An ecological nutrition framework for healthy and sustainable food systems
Diet is recognised as a leading contributor to both the disease burden and unsustainable food systems – but there is a lack of agreement on the best use of evidence for effective and safe policies and practices to tackle these problems.
Professor Mark Lawrence is leading an ARC Discovery Project, ‘Reforming evidence synthesis and translation for food and nutrition policy’, which aims to develop and evaluate an ecological nutrition framework to strategically guide evidence synthesis and translation for food and nutrition policies to effectively and safely tackle contemporary nutrition and food security problems.
“There is increasing knowledge that dietary factors are leading contributors to the national and global burden of disease as well as unsustainable food systems, but less knowledge – and competing views – about what to do to tackle these significant problems,” Professor Lawrence said.
Professor Lawrence is using interdisciplinary approaches to integrate nutrition science, health promotion and policy science. The framework will be used to examine how evidence is used in policy-making and practice contexts.
“For example, how is it best to combine evidence derived from nutrient, food and/or dietary pattern studies to inform the development of dietary guidelines?” he said.
“Our team expects that this research will allow us to build the capacity to critically analyse existing policies and guide future food and nutrition policy and practice.
“For example, is it better to base the assessment of a food’s ‘healthiness’ on a handful of certain nutrients it contains (as occurs with the Health Star Rating system), or its degree of processing (identifying whether a food is ultra-processed or not)?
“This will have significant benefits in terms of public health promotion, wellbeing and food system sustainability.”
Professor Lawrence said the project has developed a fit-for-purpose framework to guide nutrition evidence generation, synthesis and translation for nutrition policy-making.
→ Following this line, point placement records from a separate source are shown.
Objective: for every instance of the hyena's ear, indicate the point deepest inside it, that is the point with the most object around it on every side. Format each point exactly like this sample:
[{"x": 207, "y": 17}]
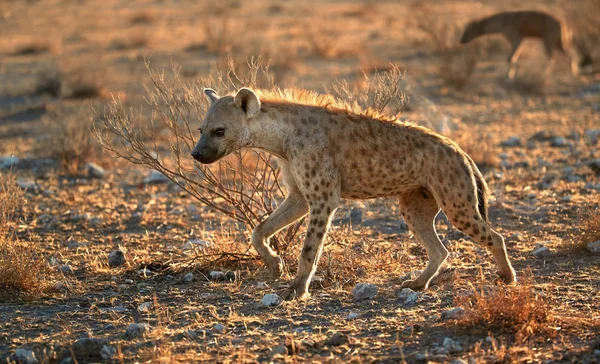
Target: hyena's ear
[
  {"x": 248, "y": 101},
  {"x": 211, "y": 94}
]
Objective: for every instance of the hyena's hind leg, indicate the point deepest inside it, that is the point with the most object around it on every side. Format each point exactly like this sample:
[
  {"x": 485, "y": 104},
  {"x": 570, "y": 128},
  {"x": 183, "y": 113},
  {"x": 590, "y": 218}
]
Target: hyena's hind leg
[
  {"x": 464, "y": 213},
  {"x": 419, "y": 209}
]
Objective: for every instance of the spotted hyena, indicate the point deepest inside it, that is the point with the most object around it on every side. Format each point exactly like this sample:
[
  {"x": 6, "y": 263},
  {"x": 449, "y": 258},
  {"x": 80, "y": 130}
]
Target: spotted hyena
[{"x": 327, "y": 151}]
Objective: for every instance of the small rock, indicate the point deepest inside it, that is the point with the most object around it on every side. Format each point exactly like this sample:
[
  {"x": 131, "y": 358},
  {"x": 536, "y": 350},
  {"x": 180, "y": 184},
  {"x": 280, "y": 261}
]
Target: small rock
[
  {"x": 452, "y": 346},
  {"x": 65, "y": 269},
  {"x": 95, "y": 171},
  {"x": 337, "y": 339},
  {"x": 558, "y": 142},
  {"x": 26, "y": 356},
  {"x": 541, "y": 252},
  {"x": 453, "y": 314},
  {"x": 8, "y": 162},
  {"x": 116, "y": 258},
  {"x": 88, "y": 348},
  {"x": 513, "y": 141},
  {"x": 188, "y": 277},
  {"x": 271, "y": 299},
  {"x": 594, "y": 247},
  {"x": 136, "y": 330},
  {"x": 355, "y": 216},
  {"x": 155, "y": 177},
  {"x": 107, "y": 352},
  {"x": 364, "y": 291},
  {"x": 566, "y": 198},
  {"x": 195, "y": 244},
  {"x": 409, "y": 296},
  {"x": 279, "y": 350},
  {"x": 145, "y": 306},
  {"x": 217, "y": 276}
]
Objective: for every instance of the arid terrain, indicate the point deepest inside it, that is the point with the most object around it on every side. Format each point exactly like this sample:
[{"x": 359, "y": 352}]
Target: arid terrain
[{"x": 188, "y": 286}]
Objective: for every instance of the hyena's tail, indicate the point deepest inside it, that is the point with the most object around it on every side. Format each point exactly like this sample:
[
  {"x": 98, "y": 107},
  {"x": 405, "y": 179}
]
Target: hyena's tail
[{"x": 482, "y": 191}]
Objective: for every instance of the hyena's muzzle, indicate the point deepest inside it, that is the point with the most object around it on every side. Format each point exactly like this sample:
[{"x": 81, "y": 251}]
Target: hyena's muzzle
[{"x": 204, "y": 152}]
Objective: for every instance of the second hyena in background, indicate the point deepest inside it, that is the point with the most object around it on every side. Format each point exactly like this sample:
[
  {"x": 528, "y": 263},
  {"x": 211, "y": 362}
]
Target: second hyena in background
[
  {"x": 517, "y": 25},
  {"x": 328, "y": 150}
]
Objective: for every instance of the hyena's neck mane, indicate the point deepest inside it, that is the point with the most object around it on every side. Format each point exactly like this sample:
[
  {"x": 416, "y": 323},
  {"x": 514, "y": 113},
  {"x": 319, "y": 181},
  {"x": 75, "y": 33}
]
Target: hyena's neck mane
[{"x": 292, "y": 97}]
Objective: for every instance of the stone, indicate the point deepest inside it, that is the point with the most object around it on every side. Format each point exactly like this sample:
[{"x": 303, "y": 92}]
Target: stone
[
  {"x": 279, "y": 350},
  {"x": 337, "y": 339},
  {"x": 26, "y": 356},
  {"x": 195, "y": 244},
  {"x": 364, "y": 291},
  {"x": 513, "y": 141},
  {"x": 136, "y": 330},
  {"x": 95, "y": 171},
  {"x": 188, "y": 277},
  {"x": 155, "y": 177},
  {"x": 116, "y": 258},
  {"x": 408, "y": 296},
  {"x": 65, "y": 269},
  {"x": 356, "y": 216},
  {"x": 217, "y": 276},
  {"x": 144, "y": 306},
  {"x": 453, "y": 314},
  {"x": 352, "y": 316},
  {"x": 271, "y": 299},
  {"x": 541, "y": 252},
  {"x": 88, "y": 348},
  {"x": 594, "y": 247},
  {"x": 452, "y": 346}
]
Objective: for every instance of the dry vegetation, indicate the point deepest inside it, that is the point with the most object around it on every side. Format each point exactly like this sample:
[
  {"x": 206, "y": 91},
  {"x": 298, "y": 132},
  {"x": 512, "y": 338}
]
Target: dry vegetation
[{"x": 118, "y": 58}]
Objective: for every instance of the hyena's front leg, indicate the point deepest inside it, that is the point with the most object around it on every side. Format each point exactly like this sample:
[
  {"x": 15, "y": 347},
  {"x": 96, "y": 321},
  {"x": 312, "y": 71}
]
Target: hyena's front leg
[
  {"x": 320, "y": 214},
  {"x": 292, "y": 209}
]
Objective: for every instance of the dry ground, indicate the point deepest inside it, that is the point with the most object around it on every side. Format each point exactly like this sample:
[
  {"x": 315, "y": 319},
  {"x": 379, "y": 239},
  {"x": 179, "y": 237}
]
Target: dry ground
[{"x": 59, "y": 58}]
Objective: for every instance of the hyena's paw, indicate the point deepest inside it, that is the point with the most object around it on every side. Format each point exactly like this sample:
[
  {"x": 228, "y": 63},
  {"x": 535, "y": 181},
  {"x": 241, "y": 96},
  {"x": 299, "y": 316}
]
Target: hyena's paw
[
  {"x": 415, "y": 285},
  {"x": 276, "y": 268},
  {"x": 295, "y": 292}
]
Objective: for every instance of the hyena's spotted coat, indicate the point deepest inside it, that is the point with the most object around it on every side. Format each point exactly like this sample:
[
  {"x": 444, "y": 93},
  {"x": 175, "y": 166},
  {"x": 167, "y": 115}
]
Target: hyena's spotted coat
[{"x": 328, "y": 151}]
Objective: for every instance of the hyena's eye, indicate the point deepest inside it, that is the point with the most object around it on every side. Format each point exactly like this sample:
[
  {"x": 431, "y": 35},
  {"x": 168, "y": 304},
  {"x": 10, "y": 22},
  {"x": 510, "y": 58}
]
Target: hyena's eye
[{"x": 219, "y": 132}]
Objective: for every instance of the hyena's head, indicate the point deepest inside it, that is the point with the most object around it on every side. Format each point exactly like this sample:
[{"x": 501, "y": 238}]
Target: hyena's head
[
  {"x": 472, "y": 31},
  {"x": 225, "y": 126}
]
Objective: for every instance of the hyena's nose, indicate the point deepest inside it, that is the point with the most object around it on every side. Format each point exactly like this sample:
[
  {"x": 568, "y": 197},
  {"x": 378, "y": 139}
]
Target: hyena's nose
[{"x": 197, "y": 154}]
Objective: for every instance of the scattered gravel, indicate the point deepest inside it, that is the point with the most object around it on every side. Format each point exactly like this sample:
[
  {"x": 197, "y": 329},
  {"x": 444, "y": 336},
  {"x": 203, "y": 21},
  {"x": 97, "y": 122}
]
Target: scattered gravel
[
  {"x": 364, "y": 291},
  {"x": 271, "y": 299},
  {"x": 137, "y": 330},
  {"x": 116, "y": 258}
]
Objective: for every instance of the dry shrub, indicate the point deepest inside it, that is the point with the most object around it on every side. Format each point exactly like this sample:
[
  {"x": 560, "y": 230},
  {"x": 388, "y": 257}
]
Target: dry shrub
[
  {"x": 71, "y": 143},
  {"x": 589, "y": 226},
  {"x": 457, "y": 62},
  {"x": 504, "y": 309},
  {"x": 23, "y": 272},
  {"x": 244, "y": 185}
]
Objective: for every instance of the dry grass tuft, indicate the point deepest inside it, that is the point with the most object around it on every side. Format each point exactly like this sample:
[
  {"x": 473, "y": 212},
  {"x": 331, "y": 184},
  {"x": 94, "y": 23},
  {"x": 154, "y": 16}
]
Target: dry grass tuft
[
  {"x": 589, "y": 226},
  {"x": 457, "y": 62},
  {"x": 514, "y": 310},
  {"x": 23, "y": 272}
]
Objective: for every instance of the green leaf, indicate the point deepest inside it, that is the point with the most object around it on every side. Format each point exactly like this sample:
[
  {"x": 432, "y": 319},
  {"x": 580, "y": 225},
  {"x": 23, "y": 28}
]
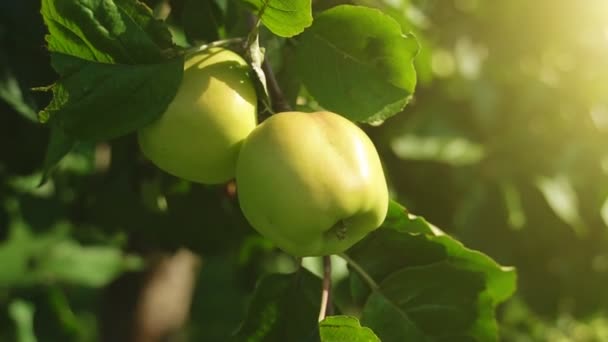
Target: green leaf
[
  {"x": 97, "y": 101},
  {"x": 285, "y": 18},
  {"x": 201, "y": 20},
  {"x": 428, "y": 284},
  {"x": 390, "y": 321},
  {"x": 92, "y": 266},
  {"x": 54, "y": 258},
  {"x": 285, "y": 307},
  {"x": 10, "y": 91},
  {"x": 345, "y": 328},
  {"x": 58, "y": 147},
  {"x": 22, "y": 313},
  {"x": 355, "y": 61},
  {"x": 120, "y": 31}
]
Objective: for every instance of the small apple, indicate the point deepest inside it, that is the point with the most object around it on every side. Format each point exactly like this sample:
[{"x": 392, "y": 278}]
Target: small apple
[
  {"x": 311, "y": 182},
  {"x": 199, "y": 136}
]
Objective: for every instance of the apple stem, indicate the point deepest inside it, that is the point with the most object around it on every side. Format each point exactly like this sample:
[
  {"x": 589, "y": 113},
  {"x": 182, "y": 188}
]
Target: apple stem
[
  {"x": 366, "y": 277},
  {"x": 326, "y": 307}
]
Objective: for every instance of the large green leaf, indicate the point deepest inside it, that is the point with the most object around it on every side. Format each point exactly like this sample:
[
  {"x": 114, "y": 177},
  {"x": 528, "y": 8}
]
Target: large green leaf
[
  {"x": 54, "y": 257},
  {"x": 357, "y": 62},
  {"x": 284, "y": 18},
  {"x": 285, "y": 307},
  {"x": 426, "y": 286},
  {"x": 110, "y": 31},
  {"x": 97, "y": 101}
]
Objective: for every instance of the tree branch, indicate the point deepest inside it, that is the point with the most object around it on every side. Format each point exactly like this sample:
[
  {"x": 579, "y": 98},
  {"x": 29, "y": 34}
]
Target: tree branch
[
  {"x": 366, "y": 277},
  {"x": 326, "y": 306}
]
The framework is grounded in Ecological Nutrition theory to help understand the associations between nutrition exposures and personal and planetary health outcomes.
“The framework has been built around three nutrition exposures – nutrients, foods and dietary patterns– and their associations with multiple health outcomes, including nutritional adequacy, obesity, non-communicable diseases and food security,” he explained.
Professor Lawrence said he hoped the research would lead to reforms in how nutrition evidence is synthesised and translated in the formulation of nutrition policy reference standards, such as Dietary Guidelines and Nutrient Reference Values, as well as policy actions, such as front-of-pack labelling.
“Through this project, we’re aiming to find ways to formulate effective and safe policies for building healthier, more sustainable food systems,” he said.
“The final stage of the project will extend the framework to guide decision-making for selecting fit-for-purpose interventions to promote healthy and sustainable food systems. For example, with obesity prevention, the framework may help determine when, how and why the most effective and safest intervention is bariatric surgery, dietary behaviour change and/or tackling the socio-ecological determinants of health.”